The U.S. passed a law this year to force TikTok's Chinese parent company ByteDance to sell the app's U.S. operations over fears the Chinese government—which owns a piece of ByteDance and holds a seat on the board of its most important unit—might unduly influence or compromise Americans' data privacy or how they view videos on politically sensitive topics.

8.
CRV to Return Some Cash to Investors
By Laura Mandaro Source: The Information

CRV, a 54-year-old firm known for early bets on Ring, DoorDash and Twitter, says it's planning to return $275 million of a $500 million fund, raised two years ago, focused on later stage startups. It made the decision after struggling to find enough investments in these companies at the valuations it wanted, partner Saar Gur said.

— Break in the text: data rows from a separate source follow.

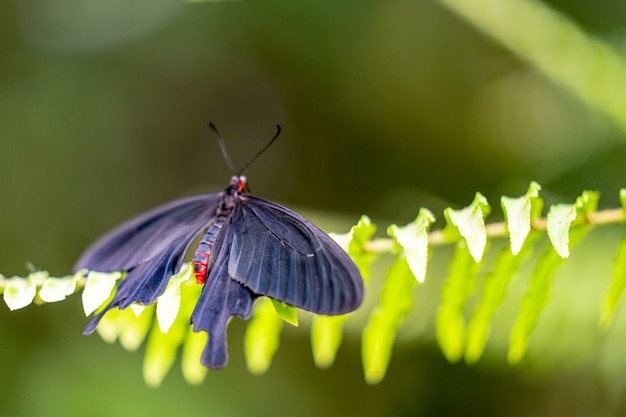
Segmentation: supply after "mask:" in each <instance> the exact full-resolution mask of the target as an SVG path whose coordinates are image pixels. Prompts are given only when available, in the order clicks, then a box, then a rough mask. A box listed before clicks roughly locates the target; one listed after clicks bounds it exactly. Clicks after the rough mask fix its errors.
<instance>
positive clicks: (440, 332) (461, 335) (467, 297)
mask: <svg viewBox="0 0 626 417" xmlns="http://www.w3.org/2000/svg"><path fill="white" fill-rule="evenodd" d="M479 267H480V264H479V263H477V262H475V261H474V258H473V257H472V256H471V253H470V251H469V248H468V247H467V245H466V243H465V242H464V241H459V243H458V244H457V247H456V250H455V251H454V255H453V256H452V259H451V261H450V266H449V270H448V277H447V278H446V280H445V282H444V283H443V286H442V288H441V303H440V304H439V308H438V309H437V316H436V318H435V336H436V339H437V343H438V344H439V347H440V348H441V350H442V352H443V354H444V356H445V357H446V359H448V361H449V362H453V363H454V362H457V361H458V360H459V359H461V357H462V356H463V349H464V346H465V319H464V317H463V309H464V307H465V302H466V300H467V299H468V298H469V296H470V295H472V293H473V292H474V291H475V289H476V284H477V280H478V279H477V274H478V270H479Z"/></svg>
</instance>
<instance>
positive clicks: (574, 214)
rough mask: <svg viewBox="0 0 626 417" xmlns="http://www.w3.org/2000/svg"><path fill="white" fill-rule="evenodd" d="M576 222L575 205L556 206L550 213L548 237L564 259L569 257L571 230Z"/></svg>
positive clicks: (549, 216)
mask: <svg viewBox="0 0 626 417" xmlns="http://www.w3.org/2000/svg"><path fill="white" fill-rule="evenodd" d="M574 220H576V207H574V205H573V204H556V205H554V206H552V207H550V211H549V212H548V236H549V237H550V241H551V242H552V246H553V247H554V249H555V250H556V252H557V253H558V254H559V256H560V257H561V258H563V259H566V258H567V257H568V256H569V228H570V225H571V224H572V222H573V221H574Z"/></svg>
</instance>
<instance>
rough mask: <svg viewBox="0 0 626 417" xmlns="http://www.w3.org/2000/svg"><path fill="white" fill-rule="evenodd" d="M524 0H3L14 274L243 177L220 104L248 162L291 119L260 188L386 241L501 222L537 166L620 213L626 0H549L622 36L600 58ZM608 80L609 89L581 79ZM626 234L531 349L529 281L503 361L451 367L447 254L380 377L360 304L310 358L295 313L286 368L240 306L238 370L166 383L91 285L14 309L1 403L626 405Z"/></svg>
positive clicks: (562, 287)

It will continue to invest from its $1 billion main fund focused on young startups.

The unusual move to return cash to its backers follows a rollercoaster period for VC fundraising. VC funds absorbed record levels of cash in 2022 as investors, looking for yield with interest rates near zero, pursued private tech investments. After rates rose, pummeling tech stocks, VC fundraising dropped nearly 60% last year.

Although valuations for mature startups have fallen off their highs, there's stiff competition for those showing strong growth rates, reducing the opportunities for the fund to hit the returns it seeks. "The private markets continue to value a lot of these companies very highly," Gur said.

While returning cash is rare among VC firms, there's some precedence—including from CRV, which in 2002 handed back $750 million of a $1.2 billion fund raised in 2000, at the dot-com peak.